The additive baseline is itself competitive (consistent with Ahlmann-Eltze et al.), suggesting that combinatorial perturbations often exhibit approximately additive effects.

Highlights & Insights¶

scDFM is the first to directly apply conditional flow matching in high-dimensional gene expression space, operating more directly than CellFlow, which works in PCA space.
MMD regularization elegantly compensates for CFM's local-only consistency guarantee, achieving dual fidelity at both the local (trajectory) and global (distribution) levels.
The gene co-expression graph serves as a biological prior injected into the attention mask, effectively filtering noise while preserving regulatory structure.
Differential attention is particularly suited for noisy biological data—only a subset of genes responds to a perturbation, and the rest should be suppressed.

Limitations & Future Work¶

Validation is limited to two datasets: Norman (genetic perturbation) and ComboSciPlex (drug perturbation).
Pre-computation of the gene co-expression graph introduces additional computational overhead in data preparation.
The distribution-level evaluation metric (DS), while useful, does not directly reflect biological interpretability.
No detailed comparison is made against recent diffusion-based methods (e.g., scDiffusion).
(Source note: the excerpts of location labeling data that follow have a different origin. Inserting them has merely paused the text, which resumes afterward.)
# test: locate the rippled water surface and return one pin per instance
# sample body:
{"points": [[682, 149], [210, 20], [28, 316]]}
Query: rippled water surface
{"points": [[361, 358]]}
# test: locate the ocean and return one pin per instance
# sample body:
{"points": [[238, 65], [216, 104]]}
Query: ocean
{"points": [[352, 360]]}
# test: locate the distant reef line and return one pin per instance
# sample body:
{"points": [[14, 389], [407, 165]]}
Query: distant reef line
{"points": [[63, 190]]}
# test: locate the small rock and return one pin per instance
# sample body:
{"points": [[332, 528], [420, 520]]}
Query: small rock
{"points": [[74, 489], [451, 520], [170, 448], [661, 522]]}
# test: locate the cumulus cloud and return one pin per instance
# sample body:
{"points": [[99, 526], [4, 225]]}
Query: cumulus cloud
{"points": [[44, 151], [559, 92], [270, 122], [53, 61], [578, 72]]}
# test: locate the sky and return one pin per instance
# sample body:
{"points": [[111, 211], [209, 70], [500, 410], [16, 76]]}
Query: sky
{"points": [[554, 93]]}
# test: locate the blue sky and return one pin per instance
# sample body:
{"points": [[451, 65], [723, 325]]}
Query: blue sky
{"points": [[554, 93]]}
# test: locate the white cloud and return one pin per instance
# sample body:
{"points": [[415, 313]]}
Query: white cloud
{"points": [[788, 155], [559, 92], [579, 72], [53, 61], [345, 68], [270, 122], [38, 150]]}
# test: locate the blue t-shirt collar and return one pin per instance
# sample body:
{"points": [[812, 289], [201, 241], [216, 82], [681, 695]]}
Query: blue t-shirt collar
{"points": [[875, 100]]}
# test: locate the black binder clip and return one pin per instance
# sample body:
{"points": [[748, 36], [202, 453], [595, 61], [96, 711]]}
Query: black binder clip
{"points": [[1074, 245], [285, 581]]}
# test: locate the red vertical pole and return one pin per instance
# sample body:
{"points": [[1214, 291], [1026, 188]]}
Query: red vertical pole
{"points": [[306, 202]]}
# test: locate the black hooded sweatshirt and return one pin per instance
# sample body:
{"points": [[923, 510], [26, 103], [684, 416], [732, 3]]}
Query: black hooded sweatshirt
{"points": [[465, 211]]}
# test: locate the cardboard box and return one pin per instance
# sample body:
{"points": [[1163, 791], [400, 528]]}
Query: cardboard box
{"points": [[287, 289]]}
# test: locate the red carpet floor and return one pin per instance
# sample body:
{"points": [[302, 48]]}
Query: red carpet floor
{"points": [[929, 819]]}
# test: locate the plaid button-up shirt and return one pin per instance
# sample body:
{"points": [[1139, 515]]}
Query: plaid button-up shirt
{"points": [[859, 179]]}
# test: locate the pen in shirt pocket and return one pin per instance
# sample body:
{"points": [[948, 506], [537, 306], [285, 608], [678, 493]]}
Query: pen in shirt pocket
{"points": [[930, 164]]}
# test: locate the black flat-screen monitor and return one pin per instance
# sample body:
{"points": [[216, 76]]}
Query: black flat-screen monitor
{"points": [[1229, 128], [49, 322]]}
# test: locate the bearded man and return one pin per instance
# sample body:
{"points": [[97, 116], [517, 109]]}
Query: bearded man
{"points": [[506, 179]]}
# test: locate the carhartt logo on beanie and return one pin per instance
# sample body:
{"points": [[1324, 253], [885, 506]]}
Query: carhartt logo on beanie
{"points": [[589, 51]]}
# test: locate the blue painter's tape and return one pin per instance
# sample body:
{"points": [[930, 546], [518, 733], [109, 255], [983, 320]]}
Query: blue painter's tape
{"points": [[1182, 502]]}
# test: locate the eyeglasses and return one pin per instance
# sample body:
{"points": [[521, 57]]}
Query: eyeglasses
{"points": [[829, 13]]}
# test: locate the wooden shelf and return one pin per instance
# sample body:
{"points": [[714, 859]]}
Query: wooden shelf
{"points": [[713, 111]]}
CellFlow (Klein et al. 2025): Performs flow matching in PCA space; scDFM operates in the original expression space.
GEARS (Roohani et al. 2024): Incorporates biological priors such as gene ontology; scDFM uses co-expression graphs instead.
Diff Transformer (Ye et al. 2025): Original proposal of differential attention; scDFM adapts it to perturbation prediction.

Rating¶

Novelty: ⭐⭐⭐⭐⭐ The combination of CFM + MMD + PAD-Transformer is innovative and well-motivated.
Experimental Thoroughness: ⭐⭐⭐⭐ Multi-setting evaluation, comprehensive metrics, and ablation studies are included.
Writing Quality: ⭐⭐⭐⭐ Technical descriptions are clear and motivations are well-articulated.
Value: ⭐⭐⭐⭐⭐ Significant value for computational biology; code is publicly available.